Nurse Gail Ingram suggests a new strategy to reduce medical errors based on a study published in the Journal of Applied Psychology:
A study* published in the Journal of Applied Psychology explores what happens to customer service employees’ cognitive functioning when they encountering rude customers. Since nurses are the ultimate customer service employees, this research is appropriate for both waiters in restaurants and nurses in the hospital.
The study shows minor verbal aggression can negatively affect an employee’s performance. Under hostile circumstances, the employee experiences memory and perception problems: he or she feels upset, contemplates what went wrong, and dwells on the encounter. These extraneous brain functions distract employees and lead to errors.
Some errors are more serious than others. When a waitress makes an error at a restaurant, the result is frustrating. If a nurse makes a mistake at the hospital, a patient may be physically harmed or worse. In 1999 the Institute of Medicine published “To Err is Human” which concluded that between 48,000 to 98,000 patients die each year as a result of preventable medical errors. In 2004 HealthGrades conducted a study that showed an average of 195,000 patients died between the years of 2000 and 2002 because of potentially preventable in-hospital medical errors. A report released in 2010 by the Office of the Inspector General at the U.S. Department of Health and Human Services found that in-patient medical errors contributed to the deaths of 180,000 patients every year. A New England Journal of Medicine study published in 2010 showed approximately 18% of hospital patients are injured during the course of their stay and that many of those incidences are life-threatening, or even fatal. A study published in 2011 showed that medical errors occur in one-third of hospital admissions which is 10 times more than previously estimated.
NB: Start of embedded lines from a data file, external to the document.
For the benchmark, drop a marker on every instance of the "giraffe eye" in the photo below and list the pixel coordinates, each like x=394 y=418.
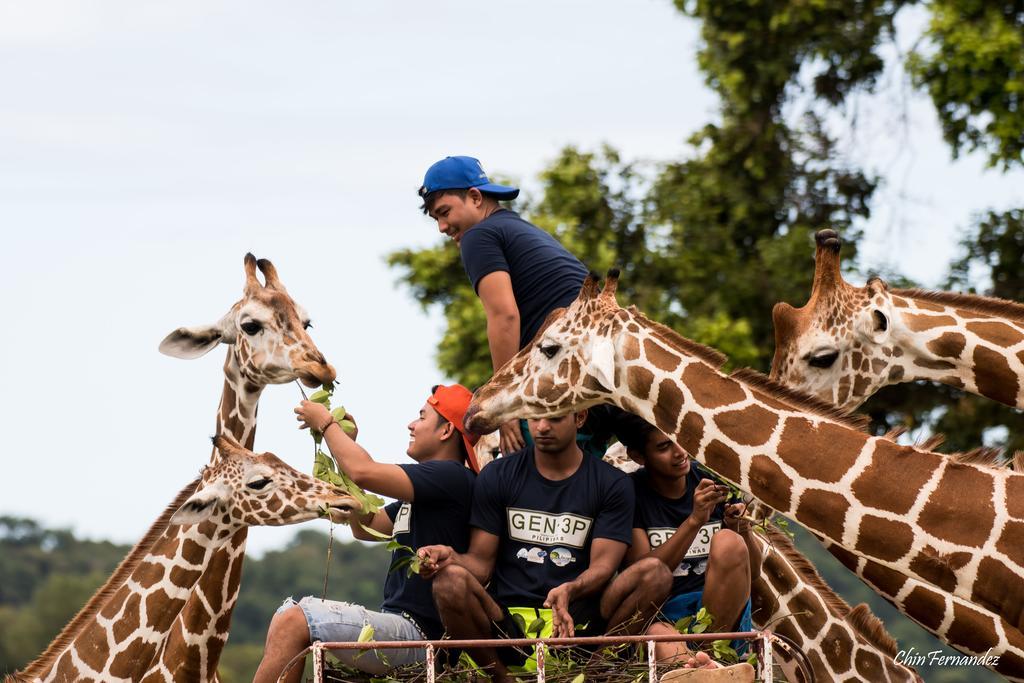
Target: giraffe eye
x=822 y=359
x=550 y=350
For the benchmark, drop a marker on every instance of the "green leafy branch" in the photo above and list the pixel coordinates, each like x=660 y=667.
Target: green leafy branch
x=325 y=468
x=410 y=560
x=720 y=649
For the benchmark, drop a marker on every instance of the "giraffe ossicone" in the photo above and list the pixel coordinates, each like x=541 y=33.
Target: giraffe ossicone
x=847 y=342
x=128 y=636
x=946 y=538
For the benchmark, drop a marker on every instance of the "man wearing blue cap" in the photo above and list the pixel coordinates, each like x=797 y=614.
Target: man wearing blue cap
x=520 y=272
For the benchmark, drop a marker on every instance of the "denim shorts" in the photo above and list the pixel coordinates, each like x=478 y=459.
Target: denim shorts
x=330 y=621
x=685 y=604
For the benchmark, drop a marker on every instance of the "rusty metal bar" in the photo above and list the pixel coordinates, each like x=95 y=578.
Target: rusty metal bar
x=556 y=642
x=764 y=638
x=317 y=663
x=430 y=663
x=764 y=662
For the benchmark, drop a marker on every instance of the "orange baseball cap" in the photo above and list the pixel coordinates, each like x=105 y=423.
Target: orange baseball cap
x=452 y=402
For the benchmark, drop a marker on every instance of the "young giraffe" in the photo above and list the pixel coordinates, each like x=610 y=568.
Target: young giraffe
x=951 y=532
x=848 y=342
x=241 y=489
x=267 y=343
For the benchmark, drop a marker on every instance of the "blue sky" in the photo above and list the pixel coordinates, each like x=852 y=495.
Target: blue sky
x=145 y=146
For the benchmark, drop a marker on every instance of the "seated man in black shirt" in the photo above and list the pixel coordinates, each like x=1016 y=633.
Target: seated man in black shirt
x=433 y=505
x=519 y=271
x=549 y=528
x=682 y=519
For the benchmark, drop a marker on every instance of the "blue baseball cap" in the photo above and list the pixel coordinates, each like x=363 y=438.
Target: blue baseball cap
x=463 y=173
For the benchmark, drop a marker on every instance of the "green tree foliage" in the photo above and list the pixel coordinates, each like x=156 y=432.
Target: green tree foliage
x=709 y=243
x=972 y=66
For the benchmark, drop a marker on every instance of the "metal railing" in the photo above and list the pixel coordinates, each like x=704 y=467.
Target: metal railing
x=766 y=640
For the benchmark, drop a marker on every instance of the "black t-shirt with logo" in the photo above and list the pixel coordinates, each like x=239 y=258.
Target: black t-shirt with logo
x=442 y=493
x=545 y=275
x=659 y=518
x=546 y=527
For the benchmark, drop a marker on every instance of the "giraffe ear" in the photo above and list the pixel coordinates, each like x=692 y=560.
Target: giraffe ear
x=602 y=361
x=192 y=343
x=202 y=505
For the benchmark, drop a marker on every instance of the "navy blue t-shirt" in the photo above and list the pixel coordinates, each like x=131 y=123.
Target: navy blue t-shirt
x=544 y=274
x=659 y=518
x=442 y=493
x=546 y=527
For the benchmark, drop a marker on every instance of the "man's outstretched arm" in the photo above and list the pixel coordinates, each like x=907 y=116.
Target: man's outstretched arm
x=383 y=478
x=478 y=559
x=502 y=310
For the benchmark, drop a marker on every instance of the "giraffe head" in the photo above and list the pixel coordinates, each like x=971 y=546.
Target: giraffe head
x=265 y=331
x=568 y=366
x=244 y=488
x=839 y=345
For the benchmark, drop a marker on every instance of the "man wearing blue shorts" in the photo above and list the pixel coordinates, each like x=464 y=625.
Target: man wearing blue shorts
x=520 y=272
x=681 y=519
x=433 y=505
x=550 y=526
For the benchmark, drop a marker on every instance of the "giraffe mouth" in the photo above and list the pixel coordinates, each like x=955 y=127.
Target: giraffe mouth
x=315 y=374
x=341 y=511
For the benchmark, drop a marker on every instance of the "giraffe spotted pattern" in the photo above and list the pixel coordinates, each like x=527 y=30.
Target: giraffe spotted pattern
x=128 y=638
x=807 y=465
x=267 y=342
x=848 y=342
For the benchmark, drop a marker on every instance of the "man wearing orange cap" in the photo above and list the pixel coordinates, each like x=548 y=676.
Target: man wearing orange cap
x=432 y=507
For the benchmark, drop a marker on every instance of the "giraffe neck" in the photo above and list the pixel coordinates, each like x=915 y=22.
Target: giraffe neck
x=971 y=629
x=124 y=637
x=236 y=416
x=940 y=341
x=793 y=455
x=200 y=632
x=790 y=597
x=239 y=402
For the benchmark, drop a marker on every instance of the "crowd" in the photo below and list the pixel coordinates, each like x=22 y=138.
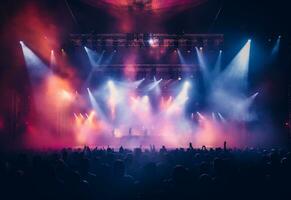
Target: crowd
x=189 y=173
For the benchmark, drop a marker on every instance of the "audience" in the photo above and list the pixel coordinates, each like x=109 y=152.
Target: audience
x=190 y=173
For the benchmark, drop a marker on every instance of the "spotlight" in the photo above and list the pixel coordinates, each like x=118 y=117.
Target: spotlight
x=110 y=83
x=151 y=41
x=186 y=84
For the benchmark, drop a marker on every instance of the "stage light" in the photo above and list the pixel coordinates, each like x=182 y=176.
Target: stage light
x=95 y=105
x=53 y=62
x=236 y=72
x=110 y=84
x=276 y=47
x=36 y=67
x=181 y=57
x=203 y=66
x=154 y=85
x=94 y=57
x=186 y=84
x=151 y=41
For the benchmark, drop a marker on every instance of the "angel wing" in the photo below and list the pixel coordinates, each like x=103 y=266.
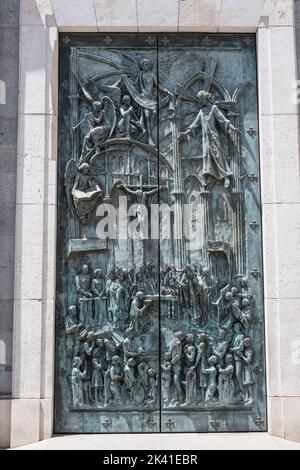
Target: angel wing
x=110 y=114
x=112 y=91
x=165 y=61
x=70 y=174
x=186 y=94
x=130 y=67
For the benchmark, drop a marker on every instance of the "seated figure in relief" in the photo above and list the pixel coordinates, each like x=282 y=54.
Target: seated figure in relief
x=86 y=193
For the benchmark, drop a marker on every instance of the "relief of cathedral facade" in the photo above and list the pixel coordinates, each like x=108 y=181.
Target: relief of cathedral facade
x=149 y=329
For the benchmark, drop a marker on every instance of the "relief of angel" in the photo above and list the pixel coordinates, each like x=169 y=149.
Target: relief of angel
x=102 y=122
x=141 y=82
x=212 y=120
x=83 y=190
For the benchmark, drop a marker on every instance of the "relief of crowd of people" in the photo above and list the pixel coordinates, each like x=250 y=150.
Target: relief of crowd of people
x=107 y=366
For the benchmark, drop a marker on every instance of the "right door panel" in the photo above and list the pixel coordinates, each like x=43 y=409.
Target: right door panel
x=211 y=288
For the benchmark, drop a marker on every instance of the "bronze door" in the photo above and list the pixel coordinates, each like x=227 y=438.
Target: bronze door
x=159 y=266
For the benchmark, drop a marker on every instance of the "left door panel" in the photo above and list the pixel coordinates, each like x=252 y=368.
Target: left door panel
x=107 y=303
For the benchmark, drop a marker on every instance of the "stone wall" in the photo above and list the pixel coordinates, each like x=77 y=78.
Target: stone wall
x=9 y=73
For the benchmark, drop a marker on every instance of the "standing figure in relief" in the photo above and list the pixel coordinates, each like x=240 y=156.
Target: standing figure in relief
x=117 y=301
x=248 y=379
x=237 y=346
x=83 y=288
x=204 y=352
x=88 y=348
x=245 y=314
x=128 y=124
x=129 y=348
x=140 y=209
x=166 y=378
x=116 y=380
x=220 y=349
x=153 y=382
x=99 y=290
x=110 y=279
x=129 y=374
x=176 y=357
x=211 y=372
x=86 y=193
x=76 y=379
x=139 y=320
x=71 y=328
x=226 y=383
x=143 y=87
x=190 y=380
x=208 y=283
x=211 y=119
x=97 y=374
x=102 y=122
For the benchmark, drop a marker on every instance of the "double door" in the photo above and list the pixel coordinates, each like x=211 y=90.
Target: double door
x=159 y=305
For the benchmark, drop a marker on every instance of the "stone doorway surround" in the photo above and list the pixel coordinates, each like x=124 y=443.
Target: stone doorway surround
x=29 y=415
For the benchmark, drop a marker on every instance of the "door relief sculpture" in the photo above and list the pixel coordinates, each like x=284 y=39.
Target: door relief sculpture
x=159 y=268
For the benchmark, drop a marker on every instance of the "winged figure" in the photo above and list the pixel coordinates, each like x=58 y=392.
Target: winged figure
x=141 y=82
x=211 y=120
x=83 y=190
x=102 y=122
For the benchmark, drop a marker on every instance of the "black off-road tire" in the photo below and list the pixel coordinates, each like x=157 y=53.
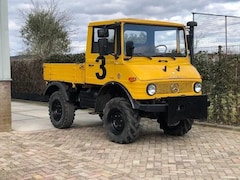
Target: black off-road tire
x=179 y=130
x=121 y=121
x=61 y=112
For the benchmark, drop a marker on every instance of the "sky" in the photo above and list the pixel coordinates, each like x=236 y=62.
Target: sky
x=84 y=11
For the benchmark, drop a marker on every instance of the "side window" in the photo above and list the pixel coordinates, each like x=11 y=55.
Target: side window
x=111 y=37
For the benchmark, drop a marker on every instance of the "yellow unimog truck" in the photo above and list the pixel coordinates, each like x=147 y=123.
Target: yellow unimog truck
x=134 y=68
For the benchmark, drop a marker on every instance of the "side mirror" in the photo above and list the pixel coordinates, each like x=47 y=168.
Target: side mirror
x=103 y=32
x=103 y=47
x=129 y=48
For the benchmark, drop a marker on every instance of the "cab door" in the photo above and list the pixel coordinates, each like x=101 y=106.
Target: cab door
x=100 y=69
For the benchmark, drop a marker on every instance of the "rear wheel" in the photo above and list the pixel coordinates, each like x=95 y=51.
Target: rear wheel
x=121 y=121
x=61 y=112
x=179 y=130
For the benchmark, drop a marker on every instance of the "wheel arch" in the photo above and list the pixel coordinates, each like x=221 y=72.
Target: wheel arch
x=56 y=86
x=109 y=91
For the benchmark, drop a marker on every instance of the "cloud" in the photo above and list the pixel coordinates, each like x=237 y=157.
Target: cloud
x=85 y=11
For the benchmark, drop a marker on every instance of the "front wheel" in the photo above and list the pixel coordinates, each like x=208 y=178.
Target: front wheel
x=61 y=112
x=121 y=121
x=179 y=130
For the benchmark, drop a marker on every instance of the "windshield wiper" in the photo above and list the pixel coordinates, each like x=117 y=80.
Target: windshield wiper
x=144 y=55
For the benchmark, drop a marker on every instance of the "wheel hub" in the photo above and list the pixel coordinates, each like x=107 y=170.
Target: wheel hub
x=57 y=110
x=117 y=121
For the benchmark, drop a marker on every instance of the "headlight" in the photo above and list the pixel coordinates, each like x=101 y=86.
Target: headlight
x=151 y=89
x=197 y=87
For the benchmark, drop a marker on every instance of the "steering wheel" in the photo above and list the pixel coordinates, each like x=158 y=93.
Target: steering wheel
x=161 y=45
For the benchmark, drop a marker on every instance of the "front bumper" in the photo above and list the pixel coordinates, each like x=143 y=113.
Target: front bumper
x=179 y=108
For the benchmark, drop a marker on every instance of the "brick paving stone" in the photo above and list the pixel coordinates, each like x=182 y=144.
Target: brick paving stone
x=85 y=153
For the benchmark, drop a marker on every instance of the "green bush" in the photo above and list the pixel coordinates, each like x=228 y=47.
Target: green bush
x=27 y=78
x=66 y=58
x=221 y=77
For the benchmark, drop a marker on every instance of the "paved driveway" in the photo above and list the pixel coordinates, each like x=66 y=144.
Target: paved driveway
x=83 y=151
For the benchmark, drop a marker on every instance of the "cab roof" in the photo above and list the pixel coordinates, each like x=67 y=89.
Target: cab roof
x=136 y=21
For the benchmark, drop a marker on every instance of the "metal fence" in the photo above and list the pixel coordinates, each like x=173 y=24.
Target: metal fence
x=217 y=30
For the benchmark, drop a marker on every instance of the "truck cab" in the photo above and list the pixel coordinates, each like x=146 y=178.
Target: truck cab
x=134 y=68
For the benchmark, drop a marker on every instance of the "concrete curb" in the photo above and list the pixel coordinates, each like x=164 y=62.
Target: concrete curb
x=227 y=127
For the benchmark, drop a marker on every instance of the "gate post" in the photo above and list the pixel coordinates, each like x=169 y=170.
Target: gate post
x=5 y=75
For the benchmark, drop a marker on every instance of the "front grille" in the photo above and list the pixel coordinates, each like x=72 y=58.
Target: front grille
x=174 y=87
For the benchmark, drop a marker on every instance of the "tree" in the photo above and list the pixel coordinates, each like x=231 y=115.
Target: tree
x=45 y=30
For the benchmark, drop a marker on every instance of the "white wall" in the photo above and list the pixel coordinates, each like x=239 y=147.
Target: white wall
x=5 y=74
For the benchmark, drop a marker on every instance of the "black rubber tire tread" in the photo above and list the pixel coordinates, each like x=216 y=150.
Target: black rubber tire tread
x=131 y=119
x=179 y=130
x=68 y=111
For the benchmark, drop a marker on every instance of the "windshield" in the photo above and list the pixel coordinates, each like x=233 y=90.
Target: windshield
x=155 y=41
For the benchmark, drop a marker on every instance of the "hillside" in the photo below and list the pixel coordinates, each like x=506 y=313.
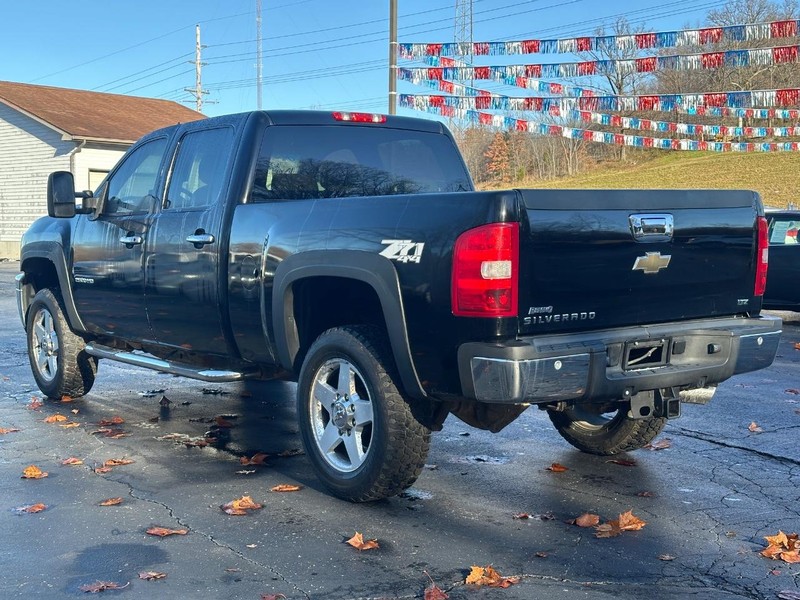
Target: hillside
x=776 y=176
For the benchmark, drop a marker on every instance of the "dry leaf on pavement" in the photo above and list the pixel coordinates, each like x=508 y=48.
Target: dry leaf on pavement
x=489 y=577
x=31 y=508
x=285 y=487
x=102 y=586
x=240 y=506
x=33 y=472
x=556 y=468
x=164 y=531
x=357 y=542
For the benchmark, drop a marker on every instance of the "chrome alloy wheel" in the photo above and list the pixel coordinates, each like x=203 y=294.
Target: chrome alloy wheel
x=45 y=345
x=341 y=415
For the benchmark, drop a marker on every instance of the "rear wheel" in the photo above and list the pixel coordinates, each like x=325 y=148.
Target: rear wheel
x=59 y=363
x=357 y=429
x=605 y=430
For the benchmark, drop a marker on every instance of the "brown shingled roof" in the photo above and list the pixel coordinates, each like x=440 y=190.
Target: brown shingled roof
x=95 y=115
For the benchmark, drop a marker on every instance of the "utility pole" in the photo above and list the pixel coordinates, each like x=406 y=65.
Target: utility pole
x=198 y=90
x=392 y=57
x=259 y=59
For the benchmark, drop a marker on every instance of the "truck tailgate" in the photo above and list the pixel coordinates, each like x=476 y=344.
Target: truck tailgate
x=593 y=259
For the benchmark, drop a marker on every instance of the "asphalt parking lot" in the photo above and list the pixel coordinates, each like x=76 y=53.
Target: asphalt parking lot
x=728 y=475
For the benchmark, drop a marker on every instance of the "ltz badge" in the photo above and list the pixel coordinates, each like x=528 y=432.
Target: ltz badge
x=403 y=250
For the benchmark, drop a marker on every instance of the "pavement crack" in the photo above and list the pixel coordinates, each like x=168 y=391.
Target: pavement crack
x=717 y=442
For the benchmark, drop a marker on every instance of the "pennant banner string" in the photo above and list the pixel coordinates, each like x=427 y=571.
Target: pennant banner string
x=649 y=64
x=636 y=41
x=569 y=109
x=618 y=139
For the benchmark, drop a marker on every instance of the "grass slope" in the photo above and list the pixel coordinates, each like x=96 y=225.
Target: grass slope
x=776 y=176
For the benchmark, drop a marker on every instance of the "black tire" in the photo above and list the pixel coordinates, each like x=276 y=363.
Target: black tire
x=358 y=431
x=58 y=361
x=592 y=430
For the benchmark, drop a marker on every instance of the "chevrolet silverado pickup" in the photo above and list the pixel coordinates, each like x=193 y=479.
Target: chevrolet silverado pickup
x=350 y=253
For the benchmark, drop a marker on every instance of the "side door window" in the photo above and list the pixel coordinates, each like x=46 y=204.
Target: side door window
x=198 y=175
x=132 y=187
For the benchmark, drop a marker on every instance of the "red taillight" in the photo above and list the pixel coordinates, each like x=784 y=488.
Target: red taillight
x=762 y=256
x=359 y=117
x=486 y=271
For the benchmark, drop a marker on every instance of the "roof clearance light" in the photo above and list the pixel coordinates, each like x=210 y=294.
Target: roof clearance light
x=359 y=117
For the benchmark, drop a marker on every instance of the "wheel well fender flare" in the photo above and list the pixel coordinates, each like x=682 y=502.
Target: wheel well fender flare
x=54 y=255
x=371 y=269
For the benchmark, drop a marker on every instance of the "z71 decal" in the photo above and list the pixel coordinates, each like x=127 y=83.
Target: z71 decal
x=403 y=250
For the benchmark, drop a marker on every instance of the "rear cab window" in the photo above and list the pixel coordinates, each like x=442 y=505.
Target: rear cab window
x=783 y=230
x=299 y=162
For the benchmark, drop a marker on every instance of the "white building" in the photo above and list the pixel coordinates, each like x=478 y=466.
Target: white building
x=45 y=129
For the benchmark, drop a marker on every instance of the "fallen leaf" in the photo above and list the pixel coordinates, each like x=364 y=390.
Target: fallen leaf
x=586 y=520
x=164 y=531
x=357 y=542
x=241 y=506
x=285 y=487
x=489 y=577
x=31 y=508
x=556 y=468
x=290 y=452
x=102 y=586
x=662 y=444
x=629 y=522
x=434 y=592
x=33 y=472
x=607 y=530
x=117 y=462
x=257 y=459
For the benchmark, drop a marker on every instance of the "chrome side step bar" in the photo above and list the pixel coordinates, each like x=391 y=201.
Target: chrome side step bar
x=140 y=359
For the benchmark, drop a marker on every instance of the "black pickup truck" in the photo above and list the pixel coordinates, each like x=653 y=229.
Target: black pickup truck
x=350 y=253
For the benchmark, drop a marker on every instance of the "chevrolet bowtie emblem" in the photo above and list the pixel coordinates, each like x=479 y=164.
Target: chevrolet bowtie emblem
x=651 y=262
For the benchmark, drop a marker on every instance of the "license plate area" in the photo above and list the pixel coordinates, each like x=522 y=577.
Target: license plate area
x=645 y=354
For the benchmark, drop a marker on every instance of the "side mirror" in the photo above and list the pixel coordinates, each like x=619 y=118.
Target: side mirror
x=61 y=195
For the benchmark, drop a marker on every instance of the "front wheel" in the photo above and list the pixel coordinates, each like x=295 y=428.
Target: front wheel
x=605 y=430
x=59 y=363
x=357 y=429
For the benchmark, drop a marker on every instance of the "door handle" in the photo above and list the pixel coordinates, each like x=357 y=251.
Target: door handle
x=200 y=239
x=131 y=240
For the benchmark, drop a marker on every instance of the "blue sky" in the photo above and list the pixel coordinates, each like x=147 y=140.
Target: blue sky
x=325 y=54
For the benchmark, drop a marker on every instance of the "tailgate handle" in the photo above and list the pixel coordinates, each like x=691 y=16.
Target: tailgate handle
x=651 y=227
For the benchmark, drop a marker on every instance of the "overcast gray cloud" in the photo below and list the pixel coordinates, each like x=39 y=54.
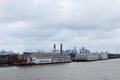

Hospitals have implemented countless strategies for reducing errors that are sound in theory but are not significantly reducing the number of mistakes which continue to occur. Because nurses make errors when they encounter aggression, it is important to be nice to the nurse when visiting friends or family in the hospital. Bad behavior when directed at a nurse can have fatal consequences.
So please, BE NICE TO THE NURSE. In doing so, you might prevent a medical error and save a patient’s life.
*Rafaeli, A., Erez, A., Ravid, S., Derfler-Rozin, R., Treister, D.E., & Scheyer, R. (2012). When customers exhibit verbal aggression, employees pay cognitive costs. Journal of Applied Psychology, 97(5), 931-950.